Published in Dreams, eds. Francesco Bonami and Hans-Ulrich Obrist
Torino: Fondazione Sandretto Re Rebaudengo per l’Arte, 1999
I’ve always had the same wish whenever I visit Venice. I would like to experience it the way Dirk Bogarde did at the opening of Visconti’s Death in Venice, the film based on Thomas Mann’s great novella.1 Bogarde is on a boat and entering Venice from the seaside. The atmosphere is grey and sanguine. The voyage is languorous, but then Venice opens up and its beauty and fragility only makes the heaviness of the mood all that more saturating. Like all dreams, the end is an idea; it is the passage that is real. Also like all dreams, nightmares and regrets lurk behind every turn. As we all know, dreams can collapse into nightmares very readily. In fact, they are interlinked.

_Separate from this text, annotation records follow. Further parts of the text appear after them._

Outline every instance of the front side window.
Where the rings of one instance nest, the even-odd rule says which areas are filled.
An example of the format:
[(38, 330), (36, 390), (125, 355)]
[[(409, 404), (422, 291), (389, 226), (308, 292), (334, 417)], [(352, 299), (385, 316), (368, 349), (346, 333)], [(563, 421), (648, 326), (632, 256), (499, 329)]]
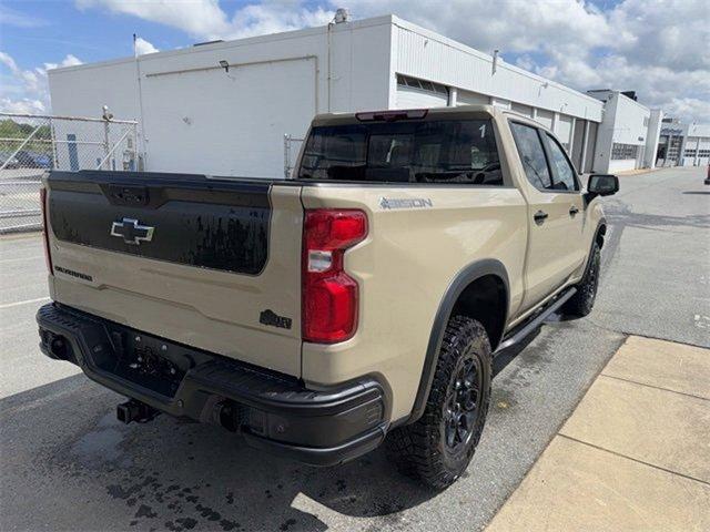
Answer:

In my dream of Venice, I arrive from the sea and the day is cold and layered in fog. I cannot see Venice, but I know it is impending. I can sense it in my bones. It is very easy to slip into a kind of aphasia, a kind of deep trance. The noise of the small motor, the splash of the sea, would lull me very easily. During these moments, I see people running and screaming in fear. I also see slaves tucked into cramped quarters on their way to the Americas. I see old and young struggling to escape to a less violent place; many of them do not make it. I see the horror of Conrad’s Heart of Darkness, another story of a boat trip. I think that Death in Venice is not so separable from Conrad’s Heart of Darkness in many ways.
Every so often, the sound of seagulls and the smell of the sea’s brine would re-alert me to Venice. And I would be lulled again, only this time by thoughts of its impossible beauty and perfection. It is what gives the world hope and, as in Henry James’s The Wings of the Dove, it would be a splendid place to die.
1 Mann’s novella Death in Venice was first published in German in 1912. Luchino Visconti’s film of the same name was released in 1971. Joseph Conrad’s novella Heart of Darkness appeared serially in 1899 and in book form in 1902. The Wings of the Dove, by Henry James, was published in 1902.